No Flag Sharing: Do not share flags, solutions, or write-ups while the competition is active.
Dynamic Scoring: We use dynamic scoring, as more players solve a challenge, its value decreases. By sharing a flag, you don't just help an opponent; you actively lower your own score.
Individual Effort: Do not create multiple accounts or collaborate with other teams unless explicitly permitted by the organizers.
Stay In Bounds: Only the specific challenge instances are in scope. The CTFd platform, servers, and backend systems are strictly out of scope.
No Bruteforcing: Do not attempt to guess flags or brute-force the platform using automated tools. If a challenge requires a brute-force approach, it will be clearly stated in the description.
Infrastructure Integrity: Do not attempt to DDoS, disrupt, or hack the CTF infrastructure. Any malicious action against the servers will result in immediate disqualification.
OSINT Boundaries: For Open Source Intelligence (OSINT) tasks, use passive information gathering only. Do not scan, attack, or disrupt external websites or social media profiles.
Environment Care: Do not delete flags or intentionally damage challenge environments (e.g., deleting files in a web shell) that would prevent others from solving the task.
Respect the Community: Maintain a professional and respectful demeanor toward fellow participants and organizers.
Hints & Tips: If someone is stuck, feel free to give a nudge or a tip, but never the flag.
Organizers' Word: The organizers’ decisions are final. Rules may be updated during the event if necessary.
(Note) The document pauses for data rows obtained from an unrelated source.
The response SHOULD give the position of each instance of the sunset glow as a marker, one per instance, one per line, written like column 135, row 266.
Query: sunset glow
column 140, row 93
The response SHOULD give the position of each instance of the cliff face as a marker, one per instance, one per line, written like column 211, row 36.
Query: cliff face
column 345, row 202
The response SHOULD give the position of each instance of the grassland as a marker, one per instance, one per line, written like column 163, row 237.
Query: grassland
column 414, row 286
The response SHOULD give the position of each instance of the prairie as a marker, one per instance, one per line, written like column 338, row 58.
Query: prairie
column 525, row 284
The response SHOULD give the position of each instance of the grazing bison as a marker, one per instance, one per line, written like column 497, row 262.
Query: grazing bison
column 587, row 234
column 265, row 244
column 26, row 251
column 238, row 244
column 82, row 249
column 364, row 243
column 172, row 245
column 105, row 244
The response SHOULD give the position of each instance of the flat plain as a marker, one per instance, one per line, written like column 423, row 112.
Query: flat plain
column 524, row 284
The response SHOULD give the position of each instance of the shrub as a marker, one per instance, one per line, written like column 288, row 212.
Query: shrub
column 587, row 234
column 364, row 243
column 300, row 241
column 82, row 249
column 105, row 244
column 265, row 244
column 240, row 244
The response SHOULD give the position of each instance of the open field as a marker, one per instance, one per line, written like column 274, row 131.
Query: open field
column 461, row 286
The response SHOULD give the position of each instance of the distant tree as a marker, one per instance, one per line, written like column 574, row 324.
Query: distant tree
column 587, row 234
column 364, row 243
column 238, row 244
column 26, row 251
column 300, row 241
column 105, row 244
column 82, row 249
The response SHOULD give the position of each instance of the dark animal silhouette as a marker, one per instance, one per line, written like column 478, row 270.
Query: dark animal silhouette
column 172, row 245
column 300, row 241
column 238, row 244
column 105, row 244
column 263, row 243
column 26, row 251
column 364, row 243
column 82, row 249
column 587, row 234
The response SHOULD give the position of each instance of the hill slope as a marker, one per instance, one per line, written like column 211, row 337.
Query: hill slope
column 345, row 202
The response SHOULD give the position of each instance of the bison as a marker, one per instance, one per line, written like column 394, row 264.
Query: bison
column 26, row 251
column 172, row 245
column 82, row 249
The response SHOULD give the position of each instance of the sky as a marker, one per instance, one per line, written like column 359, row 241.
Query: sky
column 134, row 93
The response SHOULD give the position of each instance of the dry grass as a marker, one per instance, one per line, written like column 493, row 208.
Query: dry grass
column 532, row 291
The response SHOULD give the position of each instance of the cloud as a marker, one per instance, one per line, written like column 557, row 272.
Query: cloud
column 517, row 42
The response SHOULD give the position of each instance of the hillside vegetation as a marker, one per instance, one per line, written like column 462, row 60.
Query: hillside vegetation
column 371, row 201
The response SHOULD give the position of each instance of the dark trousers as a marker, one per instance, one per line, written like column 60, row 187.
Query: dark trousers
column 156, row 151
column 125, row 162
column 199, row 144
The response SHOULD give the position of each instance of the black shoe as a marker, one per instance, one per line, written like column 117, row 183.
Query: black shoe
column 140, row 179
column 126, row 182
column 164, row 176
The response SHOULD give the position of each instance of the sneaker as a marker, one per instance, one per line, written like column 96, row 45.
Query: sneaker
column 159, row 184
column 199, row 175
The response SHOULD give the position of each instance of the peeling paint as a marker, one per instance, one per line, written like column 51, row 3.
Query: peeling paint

The organizers reserve the right to monitor platform traffic and logs. The following actions will result in immediate disqualification and a permanent ban from SDU CTF:
Flag Hoarding/Dumping: Attempting to submit a large volume of flags in the final minutes of the competition to "snipe" the leaderboard is highly discouraged. While not always a ban offense, it may lead to a closer audit of your solutions.
Collusion: Any evidence of teams or individuals working together to manipulate the leaderboard or bypass challenge restrictions.
Infrastructure Attacks: Any attempt to DDoS, brute-force the CTFd login, or gain unauthorized access to the competition backend.
Social Engineering: Attempting to trick organizers or other participants into giving away flags or hints through deception.
Public Write-ups: Publishing solutions or walkthroughs on blogs, GitHub, or social media before the competition has officially ended.
Note: All suspicious activity will be reviewed by the SDU CTF admin team. The organizers' decisions are final and non-negotiable.
Unless otherwise specified in the challenge description, all flags follow this format:
cycnet{FL4G_3XAMPL3}
Have fun, learn something new, and happy hacking!